Al entrar en la plaza de la catedral, Mariana sintió que su casa solitaria le pesaba como una losa y no le apeteció regresar tan pronto. «Es mejor que me distraiga», se dijo con un suspiro que le costó exhalar. Así que volvió hacia el portal de los mercaderes, seguida a cierta distancia por sus siervos.
—Doña Mariana —oyó de pronto a sus espaldas.
«¡Rosario! Ahora no», pensó al reconocer la voz. No le apetecía ver en sus ojos la felicidad de haber recuperado a su esposo gracias a aquel hijo que le haría comer de sus manos. Por ello, fingiendo no haberla oído, continuó su camino.
—¡Espera, por favor! —gritó la mujer.
Mariana no pudo ignorarla y se volvió. Rosario se precipitó, casi en indecorosa carrera, cubierta con toca y un velo que protegía sus ojos.
—Querida, ¿comprando regalos para el pequeño Hipólito?
La mujer se detuvo ante ella y se alzó el velo. Tenía los ojos enrojecidos e hinchados por el llanto.
—Iba a la iglesia, pero te vi y…
Mariana le bajó el velo, la tomó del brazo y le hizo reemprender el camino hacia la puerta de los mercaderes mientras preguntaba con sincera sorpresa:
—¿Qué ha pasado?
—Santiago ha vuelto, pero está como loco —murmuró Rosario dejándose llevar.
—Es normal —señaló Mariana, presa de una súbita comprensión—. Si amaba a la india, al principio estará dolido. Pero no se lo tengas en cuenta. Tú haz feliz al niño y él volverá a tus brazos.
—No es eso —repuso Rosario al salir de la plaza y enfilar la calzada llena de tiendas—. No ha traído al niño. Al parecer, la india se lo ha llevado.
Entonces Mariana se dio cuenta de la perversidad del amor, pues sus pasos le habían conducido, sin quererlo, hacia la casa de Martí. Desde donde estaba, veía su puerta y le pareció una burla.
—¡Oh, todo ha salido mal! —gimió Rosario—. No me quiere hablar, no quiere verme. ¡Me culpa de todo!
La viuda se detuvo y se volvió para dar la espalda a la puerta de su amado.
—No temas. Se nos ocurrirá cómo arreglarlo —le dijo en un intento de consuelo que, en verdad, se daba cuenta de que iba dirigido a sí misma.
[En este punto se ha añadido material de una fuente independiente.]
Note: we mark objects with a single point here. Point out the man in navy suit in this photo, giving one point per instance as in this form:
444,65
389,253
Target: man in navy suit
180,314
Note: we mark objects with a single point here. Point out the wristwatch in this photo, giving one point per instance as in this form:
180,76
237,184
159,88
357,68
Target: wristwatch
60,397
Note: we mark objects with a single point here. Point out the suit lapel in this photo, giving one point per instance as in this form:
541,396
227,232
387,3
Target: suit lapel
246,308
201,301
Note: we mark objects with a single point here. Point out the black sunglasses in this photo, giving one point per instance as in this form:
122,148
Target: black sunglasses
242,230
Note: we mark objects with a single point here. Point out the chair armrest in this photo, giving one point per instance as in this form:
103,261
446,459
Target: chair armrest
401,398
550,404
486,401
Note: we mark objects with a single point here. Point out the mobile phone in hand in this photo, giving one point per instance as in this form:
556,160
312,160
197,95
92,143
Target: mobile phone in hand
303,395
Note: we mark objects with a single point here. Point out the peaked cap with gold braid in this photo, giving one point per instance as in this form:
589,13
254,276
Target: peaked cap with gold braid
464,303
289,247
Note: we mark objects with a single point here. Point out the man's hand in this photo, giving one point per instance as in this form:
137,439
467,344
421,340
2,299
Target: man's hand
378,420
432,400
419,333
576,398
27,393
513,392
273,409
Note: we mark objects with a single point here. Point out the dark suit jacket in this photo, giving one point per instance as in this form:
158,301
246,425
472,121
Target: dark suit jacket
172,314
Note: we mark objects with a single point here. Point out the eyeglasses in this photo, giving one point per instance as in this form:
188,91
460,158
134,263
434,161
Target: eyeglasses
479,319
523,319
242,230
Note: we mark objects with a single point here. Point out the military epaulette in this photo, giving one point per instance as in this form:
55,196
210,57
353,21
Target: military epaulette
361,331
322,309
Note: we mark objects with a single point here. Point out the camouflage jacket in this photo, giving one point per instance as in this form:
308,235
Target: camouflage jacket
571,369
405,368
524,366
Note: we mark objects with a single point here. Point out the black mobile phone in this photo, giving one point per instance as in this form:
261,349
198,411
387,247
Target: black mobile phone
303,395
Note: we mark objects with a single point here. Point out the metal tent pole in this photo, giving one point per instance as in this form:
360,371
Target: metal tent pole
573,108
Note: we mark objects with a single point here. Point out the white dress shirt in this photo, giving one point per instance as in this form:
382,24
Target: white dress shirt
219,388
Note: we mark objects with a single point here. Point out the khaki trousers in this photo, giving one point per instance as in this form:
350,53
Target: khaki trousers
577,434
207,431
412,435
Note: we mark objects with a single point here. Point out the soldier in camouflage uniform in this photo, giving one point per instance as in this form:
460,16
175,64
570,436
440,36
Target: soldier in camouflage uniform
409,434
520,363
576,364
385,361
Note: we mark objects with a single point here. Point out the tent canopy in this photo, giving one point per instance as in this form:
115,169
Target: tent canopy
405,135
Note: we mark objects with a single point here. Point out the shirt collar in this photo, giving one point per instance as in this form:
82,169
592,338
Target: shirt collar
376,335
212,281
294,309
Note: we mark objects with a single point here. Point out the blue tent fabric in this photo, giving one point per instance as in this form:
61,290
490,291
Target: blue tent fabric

Entonces Rosario se alzó el velo y exclamó con incredulidad.
—¡Es ella! Va con el médico.
Mariana se volvió. Martí salía de su casa acompañado por una hermosa joven india. La mano que él había apoyado en su hombro ahora se deslizaba por el brazo en un gesto que delataba la complicidad que había entre ellos, y pudo ver en la mirada de Martí la fascinación que le producían los elegantes movimientos y la luminosa sonrisa de la mujer. Con amargura admitió que ella nunca le había despertado nada parecido.
—¡Estoy salvada! El conde de Empúries sabrá dónde está el niño…
—Espera —la interrumpió Mariana pensando muy rápido. No le gustaba la irrupción de Santiago, porque introducía un elemento difícil de controlar—. Ya sabes que el doctor protege a los indios. No es buena idea que intervengas. Déjame a mí, soy su amiga. No le digas nada a tu marido. Yo te entregaré al niño, y entonces él volverá a ti.
Un lujoso carruaje cerrado avanzaba por delante de tres carretas cargadas de baúles y esclavos. La caravana iba escoltada por un escuadrón de caballeros con los uniformes de la guardia real.
El pasajero se acodó en la ventana y acarició su espesa barba negra. Viajaba sin familia, pues su mujer y el niño llegarían más tarde, con su tío político, el virrey de la Nueva España, del cual él era secretario personal. Pero no le pesaba la soledad en tierras extrañas; al contrario, por primera vez en mucho tiempo se sentía libre del yugo de su familia política, los orgullosos Mendoza.
De pronto, el sargento que comandaba al escuadrón se puso a la altura de la ventana y le impidió observar el paisaje cerrado. Entonces lo miró y dijo:
—Texcoco ya está cerca. Allí le espera una primera comitiva enviada por el cabildo de México, mi señor Mascó.
Alfons sonrió, satisfecho y excitado ante la novedad.